Dataiku tools can be converted into LangChain Structured Tools to be used in any LangChain / LangGraph compatible code:

import dataiku
tool = dataiku.api_client().get_default_project().get_agent_tool("my-tool-1")

lctool = tool.as_langchain_structured_tool()

output = lctool.invoke({
    "filter" : {
        "operator": "EQUALS",
        "column": "company_name",
        "value": "Dataiku"
    }
})

output["rows"]

Importantly, this “lctool” is a fully structured LangChain Tool, including knowing its schema. It can therefore immediately be used with a LangChain tool-aware LLM

llm_with_tools = llm.bind_tools([lctool])

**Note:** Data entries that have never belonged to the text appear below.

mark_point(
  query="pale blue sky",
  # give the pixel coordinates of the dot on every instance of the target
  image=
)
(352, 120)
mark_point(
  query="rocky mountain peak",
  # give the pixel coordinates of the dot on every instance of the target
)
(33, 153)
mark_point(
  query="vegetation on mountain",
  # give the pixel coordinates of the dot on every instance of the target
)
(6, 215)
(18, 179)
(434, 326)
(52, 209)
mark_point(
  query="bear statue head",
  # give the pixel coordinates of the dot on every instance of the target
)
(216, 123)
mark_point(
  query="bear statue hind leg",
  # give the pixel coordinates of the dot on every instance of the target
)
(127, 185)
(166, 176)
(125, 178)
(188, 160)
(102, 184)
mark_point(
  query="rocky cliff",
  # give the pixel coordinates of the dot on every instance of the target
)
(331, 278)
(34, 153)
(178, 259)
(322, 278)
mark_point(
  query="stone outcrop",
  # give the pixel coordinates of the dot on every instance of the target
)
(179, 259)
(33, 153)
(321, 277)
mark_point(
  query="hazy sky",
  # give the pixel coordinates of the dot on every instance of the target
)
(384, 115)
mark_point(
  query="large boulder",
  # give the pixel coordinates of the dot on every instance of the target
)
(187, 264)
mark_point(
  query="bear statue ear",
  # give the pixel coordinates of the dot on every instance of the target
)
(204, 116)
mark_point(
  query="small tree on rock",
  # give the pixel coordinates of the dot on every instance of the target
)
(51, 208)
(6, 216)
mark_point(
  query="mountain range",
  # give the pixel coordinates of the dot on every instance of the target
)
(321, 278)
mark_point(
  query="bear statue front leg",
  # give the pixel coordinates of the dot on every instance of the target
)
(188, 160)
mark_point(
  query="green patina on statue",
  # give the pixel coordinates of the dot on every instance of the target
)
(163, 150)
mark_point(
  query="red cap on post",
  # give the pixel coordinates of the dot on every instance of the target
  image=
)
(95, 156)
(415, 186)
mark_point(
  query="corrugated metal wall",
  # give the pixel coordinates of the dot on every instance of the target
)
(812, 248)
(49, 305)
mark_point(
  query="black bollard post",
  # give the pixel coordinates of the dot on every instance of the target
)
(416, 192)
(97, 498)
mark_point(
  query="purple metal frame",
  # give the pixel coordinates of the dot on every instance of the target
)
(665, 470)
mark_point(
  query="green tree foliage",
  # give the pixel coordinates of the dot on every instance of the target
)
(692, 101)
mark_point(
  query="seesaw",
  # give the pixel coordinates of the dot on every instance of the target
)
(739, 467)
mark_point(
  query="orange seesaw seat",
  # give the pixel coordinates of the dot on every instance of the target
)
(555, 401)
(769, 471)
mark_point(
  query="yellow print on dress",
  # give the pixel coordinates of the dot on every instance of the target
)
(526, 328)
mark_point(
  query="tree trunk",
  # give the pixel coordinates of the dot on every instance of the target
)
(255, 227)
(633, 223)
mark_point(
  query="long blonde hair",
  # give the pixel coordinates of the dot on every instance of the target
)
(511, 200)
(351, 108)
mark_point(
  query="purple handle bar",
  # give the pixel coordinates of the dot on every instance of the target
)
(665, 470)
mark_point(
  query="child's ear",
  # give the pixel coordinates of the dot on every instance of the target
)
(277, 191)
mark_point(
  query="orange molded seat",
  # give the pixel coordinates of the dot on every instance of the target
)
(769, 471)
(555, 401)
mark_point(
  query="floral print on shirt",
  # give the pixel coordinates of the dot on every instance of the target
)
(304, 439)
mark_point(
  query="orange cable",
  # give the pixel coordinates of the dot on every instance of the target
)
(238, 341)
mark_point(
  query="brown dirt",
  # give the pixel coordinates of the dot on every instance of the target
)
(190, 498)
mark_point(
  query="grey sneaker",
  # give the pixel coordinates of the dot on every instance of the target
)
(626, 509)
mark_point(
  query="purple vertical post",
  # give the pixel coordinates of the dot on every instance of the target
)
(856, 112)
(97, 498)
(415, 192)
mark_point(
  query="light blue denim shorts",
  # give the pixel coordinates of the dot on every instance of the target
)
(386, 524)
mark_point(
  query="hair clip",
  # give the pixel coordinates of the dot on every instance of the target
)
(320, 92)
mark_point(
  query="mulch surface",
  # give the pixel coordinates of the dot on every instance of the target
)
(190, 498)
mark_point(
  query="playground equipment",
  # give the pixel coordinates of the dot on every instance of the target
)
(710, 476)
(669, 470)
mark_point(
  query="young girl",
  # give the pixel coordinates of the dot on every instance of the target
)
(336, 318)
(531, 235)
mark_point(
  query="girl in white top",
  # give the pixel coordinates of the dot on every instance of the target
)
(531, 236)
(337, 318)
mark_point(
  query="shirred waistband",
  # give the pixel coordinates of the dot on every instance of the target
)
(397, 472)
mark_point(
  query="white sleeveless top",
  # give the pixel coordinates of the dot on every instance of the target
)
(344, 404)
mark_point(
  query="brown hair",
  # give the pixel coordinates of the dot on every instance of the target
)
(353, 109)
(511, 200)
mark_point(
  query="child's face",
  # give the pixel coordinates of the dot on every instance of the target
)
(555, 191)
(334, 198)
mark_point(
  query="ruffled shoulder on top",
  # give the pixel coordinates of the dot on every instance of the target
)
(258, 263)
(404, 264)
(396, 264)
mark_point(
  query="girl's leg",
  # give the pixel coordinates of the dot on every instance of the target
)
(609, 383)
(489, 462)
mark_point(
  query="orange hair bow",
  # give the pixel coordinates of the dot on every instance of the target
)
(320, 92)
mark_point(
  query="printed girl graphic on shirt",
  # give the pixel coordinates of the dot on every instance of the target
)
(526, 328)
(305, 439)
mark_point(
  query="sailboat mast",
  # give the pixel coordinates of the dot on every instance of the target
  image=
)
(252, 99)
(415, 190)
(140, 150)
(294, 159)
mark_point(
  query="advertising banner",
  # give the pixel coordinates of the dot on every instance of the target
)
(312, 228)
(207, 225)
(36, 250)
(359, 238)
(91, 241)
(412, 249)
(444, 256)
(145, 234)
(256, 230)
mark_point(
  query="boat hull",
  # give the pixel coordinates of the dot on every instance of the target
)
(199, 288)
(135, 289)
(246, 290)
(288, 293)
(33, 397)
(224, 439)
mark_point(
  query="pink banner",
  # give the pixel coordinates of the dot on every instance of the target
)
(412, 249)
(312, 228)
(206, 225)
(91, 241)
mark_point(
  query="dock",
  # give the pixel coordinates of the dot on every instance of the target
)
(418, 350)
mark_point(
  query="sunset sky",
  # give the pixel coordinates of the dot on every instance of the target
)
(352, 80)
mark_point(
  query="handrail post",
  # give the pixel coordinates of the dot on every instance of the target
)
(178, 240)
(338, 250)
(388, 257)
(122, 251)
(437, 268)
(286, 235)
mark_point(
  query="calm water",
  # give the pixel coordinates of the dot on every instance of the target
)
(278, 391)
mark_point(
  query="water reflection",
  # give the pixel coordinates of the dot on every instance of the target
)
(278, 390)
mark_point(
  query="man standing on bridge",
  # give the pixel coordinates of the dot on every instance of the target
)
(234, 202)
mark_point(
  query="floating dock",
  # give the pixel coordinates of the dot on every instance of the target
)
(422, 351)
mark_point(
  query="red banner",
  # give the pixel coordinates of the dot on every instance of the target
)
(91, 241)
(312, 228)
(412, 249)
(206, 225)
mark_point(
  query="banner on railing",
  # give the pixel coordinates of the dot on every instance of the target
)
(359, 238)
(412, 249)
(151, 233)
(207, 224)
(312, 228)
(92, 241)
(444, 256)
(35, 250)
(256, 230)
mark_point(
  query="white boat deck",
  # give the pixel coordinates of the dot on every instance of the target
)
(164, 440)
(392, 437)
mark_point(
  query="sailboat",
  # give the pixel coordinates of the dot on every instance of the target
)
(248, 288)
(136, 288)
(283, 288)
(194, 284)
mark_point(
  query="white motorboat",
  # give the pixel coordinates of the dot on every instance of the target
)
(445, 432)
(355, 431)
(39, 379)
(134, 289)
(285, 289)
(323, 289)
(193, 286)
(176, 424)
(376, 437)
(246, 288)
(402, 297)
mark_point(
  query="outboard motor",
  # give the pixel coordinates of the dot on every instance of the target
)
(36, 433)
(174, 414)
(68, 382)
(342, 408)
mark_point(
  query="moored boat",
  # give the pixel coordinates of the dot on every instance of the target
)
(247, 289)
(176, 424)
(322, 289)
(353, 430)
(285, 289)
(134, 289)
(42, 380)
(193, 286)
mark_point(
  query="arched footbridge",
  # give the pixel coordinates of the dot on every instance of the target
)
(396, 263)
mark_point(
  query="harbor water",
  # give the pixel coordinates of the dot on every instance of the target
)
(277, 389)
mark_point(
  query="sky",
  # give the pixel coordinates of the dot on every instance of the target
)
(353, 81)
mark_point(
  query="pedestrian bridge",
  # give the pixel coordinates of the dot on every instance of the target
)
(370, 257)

# Assuming that the dataset contains revenues of companies
llm_with_tools.invoke(("user", "What is the revenue of Apple"))

Tool descriptor

A key component of tools is that they are self-describing. You can obtain a “tool descriptor” that lists:

  • Name

  • Description (that can be passed to a LLM)

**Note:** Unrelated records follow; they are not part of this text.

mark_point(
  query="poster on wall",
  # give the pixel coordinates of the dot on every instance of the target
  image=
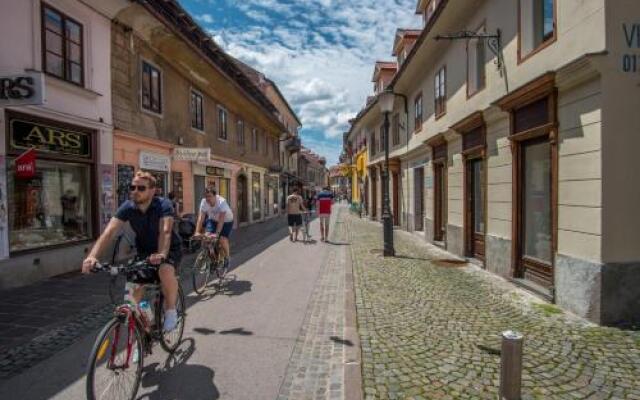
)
(107, 201)
(4, 227)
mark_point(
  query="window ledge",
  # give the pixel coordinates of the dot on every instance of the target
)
(72, 87)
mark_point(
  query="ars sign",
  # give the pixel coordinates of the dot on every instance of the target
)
(23, 89)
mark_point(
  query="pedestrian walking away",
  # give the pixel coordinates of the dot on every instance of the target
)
(295, 207)
(151, 218)
(325, 201)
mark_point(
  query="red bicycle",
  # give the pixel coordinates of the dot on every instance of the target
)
(116, 360)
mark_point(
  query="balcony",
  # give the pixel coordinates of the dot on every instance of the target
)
(293, 144)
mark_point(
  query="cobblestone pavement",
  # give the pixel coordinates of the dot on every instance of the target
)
(316, 368)
(38, 320)
(430, 330)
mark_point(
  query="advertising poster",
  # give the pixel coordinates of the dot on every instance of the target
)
(107, 200)
(4, 226)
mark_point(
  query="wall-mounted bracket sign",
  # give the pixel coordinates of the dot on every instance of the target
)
(41, 137)
(155, 162)
(192, 154)
(22, 89)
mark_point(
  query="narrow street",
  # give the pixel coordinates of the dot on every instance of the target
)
(282, 314)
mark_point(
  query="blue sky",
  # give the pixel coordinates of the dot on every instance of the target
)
(320, 53)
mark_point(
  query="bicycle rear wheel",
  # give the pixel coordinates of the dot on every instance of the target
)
(171, 340)
(110, 375)
(201, 272)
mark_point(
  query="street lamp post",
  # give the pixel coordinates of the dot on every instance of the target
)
(385, 100)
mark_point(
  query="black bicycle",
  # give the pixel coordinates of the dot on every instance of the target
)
(117, 358)
(209, 264)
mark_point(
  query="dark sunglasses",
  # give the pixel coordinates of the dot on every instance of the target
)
(140, 188)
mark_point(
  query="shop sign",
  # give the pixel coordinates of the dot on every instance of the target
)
(27, 134)
(215, 171)
(26, 165)
(154, 161)
(192, 154)
(22, 89)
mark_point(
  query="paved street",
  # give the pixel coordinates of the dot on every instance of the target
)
(278, 327)
(429, 329)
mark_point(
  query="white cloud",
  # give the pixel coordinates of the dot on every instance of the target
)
(321, 53)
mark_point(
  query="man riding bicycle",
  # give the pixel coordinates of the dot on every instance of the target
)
(151, 218)
(216, 216)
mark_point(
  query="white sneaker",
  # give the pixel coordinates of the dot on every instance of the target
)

  • Input schema (as a JSON schema)

For example, a Dataset lookup tool has a descriptor like this (when working on the “titanic” dataset):

import dataiku
tool = dataiku.api_client().get_default_project().get_agent_tool("titanic1")
descriptor = tool.get_descriptor()

{
  "name": "titanic1_KttcvQ",
  "description": "Get records (up to 10) from dataset kaggle_titanic_train\n\nThe columns that are available for you to lookup are:\n\n  * PassengerId (type: STRING)\n  * Name (type: STRING)\n  * Age (type: STRING)\n",
  "inputSchema": {
    "$schema": "https://json-schema.org/draft/2020-12/schema",
    "$id": "https://dataiku.com/agents/tools/datasets/row-lookup/input",
    "title": "Lookup settings for a row of a dataset",
    "type": "object",
    "properties": {
      "filter": {
        "type": "object",
        "description": "The filter to search for the records",
        "properties": {
          "operator": {
            "type": "string",
            "description": "Filter operator. One of EQUALS, NOT_EQUALS, GREATER_THAN, LESS_THAN, DEFINED, NOT_DEFINED, CONTAINS, MATCHES (regex), AND, OR"
          },
          "column": {
            "type": "string",
            "description": "On which column it applies. Not applicable to AND and OR"
          },
          "value": {
            "type": "string",
            "description": "Value to compare. Not applicable to AND, OR, DEFINED, NOT_DEFINED. Can be a string or a number. Beware, don't put between quotes if you mean a number."
          },
          "clauses": {
            "type": "array",
            "description": "Boolean clauses. Only applies to AND and OR. These sub-clauses are of the same type as the current element",
            "items": {
              "$ref": "#/properties/filter"
            }
          }
        }
      }
    }
  }
}

Context

In addition to the “input” and “output” of the tool, a tool takes an input a “context”.

The context is an arbitrary JSON dictionary, that cna be used to pass any kind of information you would like. The LLM of the agent is not aware of the context.

A typical usage example is as follows: you are building a customer support agent. This agent has a tool looking up information about a customer. At some point in the conversation with the customer, the agent needs to lookup informaiton about the customer. However, you don’t want the information about “who is the customer” to be part of the tool input, because there is a risk that it could be manipulated by the customer. Therefore, the customer information is passed by your code to the tool, and the tool uses the context rather than what’s in the input to filter on the customer.

When using a Visual Agent, the Visual Agent passes the context that it receives to all tools that it calls.